A SIGNIFICANT reduction in state aid would help countries such as Ireland to greatly lower taxes and reduce the budget deficits, according to the Minister for Enterprise and Employment, Mr Bruton.
The Minister will tell the European Parliament today that the volume of state aid among member countries is of concern. The central imperative of growth, competitiveness and employment requires fresh thinking and approaches on the control of state aid," he says.
Assistance to industry from EU governments is understood to be running at £25 billion per annum. Recent examples of assistance to companies which have run into difficulties include Aer France, Iberia airlines and Irish Steel.
It is understood that the Minister believes that some countries are providing their industries with far too much state aid and that tighter control and clearer rules on such aid would benefit all EU countries. The Minister will tell the Economic and Monetary Affairs and Industrial Policy Committee of the European Parliament today that there should be more transparency regarding state aid and clarity of the rules governing such aid.
"These actions would have positive benefits for the development of the EU in terms of enhancing growth, competitiveness and employment," he says.

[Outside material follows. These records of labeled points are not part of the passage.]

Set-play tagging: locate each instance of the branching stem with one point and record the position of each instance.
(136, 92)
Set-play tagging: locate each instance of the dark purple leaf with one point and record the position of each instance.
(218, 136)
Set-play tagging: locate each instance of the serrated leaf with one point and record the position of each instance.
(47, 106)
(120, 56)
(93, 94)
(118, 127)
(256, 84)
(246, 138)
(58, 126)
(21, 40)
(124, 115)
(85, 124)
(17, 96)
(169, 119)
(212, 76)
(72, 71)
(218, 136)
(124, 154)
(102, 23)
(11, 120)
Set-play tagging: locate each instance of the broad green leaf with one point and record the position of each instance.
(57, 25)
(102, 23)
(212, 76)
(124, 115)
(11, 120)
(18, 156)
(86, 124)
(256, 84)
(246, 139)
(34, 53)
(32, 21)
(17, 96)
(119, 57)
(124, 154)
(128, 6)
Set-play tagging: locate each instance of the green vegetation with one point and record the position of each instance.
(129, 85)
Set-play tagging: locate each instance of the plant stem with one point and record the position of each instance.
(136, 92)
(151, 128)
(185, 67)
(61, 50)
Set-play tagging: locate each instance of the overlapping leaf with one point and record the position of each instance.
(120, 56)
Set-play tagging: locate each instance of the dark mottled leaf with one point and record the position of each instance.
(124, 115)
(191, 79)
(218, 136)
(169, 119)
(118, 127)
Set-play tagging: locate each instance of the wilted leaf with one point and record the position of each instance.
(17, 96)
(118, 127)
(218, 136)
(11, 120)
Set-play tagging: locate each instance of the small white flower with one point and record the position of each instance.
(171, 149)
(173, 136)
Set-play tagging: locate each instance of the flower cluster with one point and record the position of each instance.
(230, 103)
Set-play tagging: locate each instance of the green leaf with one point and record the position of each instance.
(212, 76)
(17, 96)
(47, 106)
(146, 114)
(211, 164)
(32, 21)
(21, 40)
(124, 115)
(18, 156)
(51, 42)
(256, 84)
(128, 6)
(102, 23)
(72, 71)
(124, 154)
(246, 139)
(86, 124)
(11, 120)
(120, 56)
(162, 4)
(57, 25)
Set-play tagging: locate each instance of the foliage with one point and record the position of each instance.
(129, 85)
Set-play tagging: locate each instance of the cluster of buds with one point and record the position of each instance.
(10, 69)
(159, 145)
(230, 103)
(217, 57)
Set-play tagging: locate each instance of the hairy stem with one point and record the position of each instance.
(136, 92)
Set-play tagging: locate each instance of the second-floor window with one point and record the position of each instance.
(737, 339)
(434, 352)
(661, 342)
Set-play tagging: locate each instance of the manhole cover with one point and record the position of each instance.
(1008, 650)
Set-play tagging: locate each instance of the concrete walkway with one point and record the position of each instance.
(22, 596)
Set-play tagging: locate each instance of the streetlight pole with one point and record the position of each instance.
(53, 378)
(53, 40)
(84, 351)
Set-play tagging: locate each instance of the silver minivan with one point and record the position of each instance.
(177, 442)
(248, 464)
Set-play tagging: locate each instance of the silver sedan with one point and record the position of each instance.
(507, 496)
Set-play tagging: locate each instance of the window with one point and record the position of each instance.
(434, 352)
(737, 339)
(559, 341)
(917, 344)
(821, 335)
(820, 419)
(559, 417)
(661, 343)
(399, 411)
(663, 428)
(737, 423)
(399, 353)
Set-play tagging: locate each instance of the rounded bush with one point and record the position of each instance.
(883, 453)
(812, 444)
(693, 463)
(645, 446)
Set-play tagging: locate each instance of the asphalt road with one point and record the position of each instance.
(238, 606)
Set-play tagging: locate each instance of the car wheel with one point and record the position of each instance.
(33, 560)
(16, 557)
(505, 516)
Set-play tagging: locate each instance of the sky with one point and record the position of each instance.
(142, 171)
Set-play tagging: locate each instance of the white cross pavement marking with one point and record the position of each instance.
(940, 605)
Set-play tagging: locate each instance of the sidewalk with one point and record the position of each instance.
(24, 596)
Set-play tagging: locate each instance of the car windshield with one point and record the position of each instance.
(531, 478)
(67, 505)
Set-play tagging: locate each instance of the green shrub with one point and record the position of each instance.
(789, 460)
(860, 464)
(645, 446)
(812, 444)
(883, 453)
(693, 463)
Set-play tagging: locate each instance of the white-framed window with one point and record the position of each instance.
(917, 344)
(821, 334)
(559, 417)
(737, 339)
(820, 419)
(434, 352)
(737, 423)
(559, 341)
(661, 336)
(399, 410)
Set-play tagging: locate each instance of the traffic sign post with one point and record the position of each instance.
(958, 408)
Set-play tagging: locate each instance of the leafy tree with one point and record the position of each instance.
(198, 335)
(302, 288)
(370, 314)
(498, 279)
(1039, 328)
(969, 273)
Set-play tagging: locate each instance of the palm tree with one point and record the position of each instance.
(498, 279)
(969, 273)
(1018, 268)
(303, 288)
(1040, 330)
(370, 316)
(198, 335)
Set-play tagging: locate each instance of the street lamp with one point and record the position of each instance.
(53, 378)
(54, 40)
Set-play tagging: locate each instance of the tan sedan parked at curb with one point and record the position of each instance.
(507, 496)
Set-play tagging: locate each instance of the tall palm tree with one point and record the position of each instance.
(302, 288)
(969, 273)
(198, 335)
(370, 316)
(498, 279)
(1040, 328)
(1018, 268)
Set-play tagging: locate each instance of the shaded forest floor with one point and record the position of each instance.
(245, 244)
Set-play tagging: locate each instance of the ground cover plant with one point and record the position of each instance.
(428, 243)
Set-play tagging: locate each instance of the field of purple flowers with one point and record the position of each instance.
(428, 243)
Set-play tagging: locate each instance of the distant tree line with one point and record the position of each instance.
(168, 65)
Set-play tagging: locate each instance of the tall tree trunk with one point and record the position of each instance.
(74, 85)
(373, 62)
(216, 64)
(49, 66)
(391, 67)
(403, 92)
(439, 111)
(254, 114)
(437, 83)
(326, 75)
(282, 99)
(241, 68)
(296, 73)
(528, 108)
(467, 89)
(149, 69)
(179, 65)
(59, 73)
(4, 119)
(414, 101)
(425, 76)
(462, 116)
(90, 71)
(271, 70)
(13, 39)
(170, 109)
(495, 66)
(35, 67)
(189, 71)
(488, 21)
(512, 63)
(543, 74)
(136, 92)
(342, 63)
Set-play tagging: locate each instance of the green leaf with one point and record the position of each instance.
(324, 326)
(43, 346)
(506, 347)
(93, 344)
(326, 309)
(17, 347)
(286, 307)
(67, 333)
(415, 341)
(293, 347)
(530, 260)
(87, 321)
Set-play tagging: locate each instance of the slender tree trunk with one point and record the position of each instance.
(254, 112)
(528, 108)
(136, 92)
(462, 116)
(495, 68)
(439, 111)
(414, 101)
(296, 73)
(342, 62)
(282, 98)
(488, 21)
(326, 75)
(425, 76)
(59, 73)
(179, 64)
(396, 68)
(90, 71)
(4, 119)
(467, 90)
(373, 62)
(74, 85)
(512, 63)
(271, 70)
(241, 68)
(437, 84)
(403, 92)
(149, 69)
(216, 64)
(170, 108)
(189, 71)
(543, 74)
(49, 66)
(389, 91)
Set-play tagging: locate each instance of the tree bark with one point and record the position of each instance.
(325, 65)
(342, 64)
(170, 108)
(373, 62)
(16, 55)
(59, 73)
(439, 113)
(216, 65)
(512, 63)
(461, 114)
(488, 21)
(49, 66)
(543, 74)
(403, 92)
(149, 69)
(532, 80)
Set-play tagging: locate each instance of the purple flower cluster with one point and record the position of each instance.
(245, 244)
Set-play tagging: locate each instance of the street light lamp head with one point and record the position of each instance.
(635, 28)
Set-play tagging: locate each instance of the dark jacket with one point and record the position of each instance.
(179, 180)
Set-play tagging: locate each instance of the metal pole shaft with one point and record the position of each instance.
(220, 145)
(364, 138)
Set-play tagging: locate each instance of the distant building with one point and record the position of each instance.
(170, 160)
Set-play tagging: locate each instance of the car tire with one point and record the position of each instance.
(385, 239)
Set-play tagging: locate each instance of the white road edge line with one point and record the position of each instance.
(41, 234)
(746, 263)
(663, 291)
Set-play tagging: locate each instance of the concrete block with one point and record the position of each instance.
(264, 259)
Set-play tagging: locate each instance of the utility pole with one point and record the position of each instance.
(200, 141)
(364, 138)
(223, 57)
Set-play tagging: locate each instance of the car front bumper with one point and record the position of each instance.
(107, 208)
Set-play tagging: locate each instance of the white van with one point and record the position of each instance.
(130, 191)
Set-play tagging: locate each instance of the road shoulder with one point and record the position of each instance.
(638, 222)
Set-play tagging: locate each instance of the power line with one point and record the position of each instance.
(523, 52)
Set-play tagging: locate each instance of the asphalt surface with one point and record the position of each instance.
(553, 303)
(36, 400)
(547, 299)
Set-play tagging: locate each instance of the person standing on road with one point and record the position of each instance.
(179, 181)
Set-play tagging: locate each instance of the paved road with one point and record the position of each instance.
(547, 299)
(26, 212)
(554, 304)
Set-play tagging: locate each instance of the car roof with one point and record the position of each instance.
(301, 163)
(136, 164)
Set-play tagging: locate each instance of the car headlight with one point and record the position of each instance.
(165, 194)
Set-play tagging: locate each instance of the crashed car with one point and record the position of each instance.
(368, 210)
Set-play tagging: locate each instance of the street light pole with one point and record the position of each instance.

"As legislators for the European Union we must seek to ensure that there is a level playing field throughout the community and that artificial distortions are avoided," he will say.
Ireland will host an Industry Council meeting in Brussels next month. Mr Bruton will outline today what the Irish Government hopes the EU, under its presidency, will achieve in this area.
One of the controversial issues which will be under discussion is the next EU budget for small and medium firms, running from 1997-2000. Clearly we would like to see the maximum amount included, but a number of member states are pressing for lower amounts to be agreed," says Mr Bruton. He wants the budget to, be raised to 180 million ECUs. "If the programme is to achieve its new objectives it must receive additional funding," he says.
The Minister will also tell the committee that the EU is still not competitive enough. However he says the nature of competitiveness must be recognised. It is no longer merely a case of a company's costs and prices."
Mr Bruton says being competitive includes several factors: the efficiency of public services; infrastructure; education and training systems; and the level of research and development.
"An economy can lose competitive advantage if it is deficient in one or a number of these key attributes of competitiveness," he says.
Mr Bruton will tell the committee that Ireland will be pressing for the adoption of a policy and programme of Benchmarking. He says this means practising continuous improvement and identifying areas of competitive weakness and identifying how others have overcome such weakness.
Benchmarking has been used successfully by individual enterprises, usually large enterprises, for many years as a tool for enhancing competitiveness.
"If companies can use this tool then why cannot national authorities also adopt it as a tool or improving national competitiveness, he says.
A number of governments are already successfully doing it in relation to particular aspects of their economy, says Mr Bruton. Countries include the Netherlands, Britain and Australia.
The Irish Government will be asking the Council to support calls to examine benchmarking programmes in member states and carry out a number of pilot programmes in certain countries.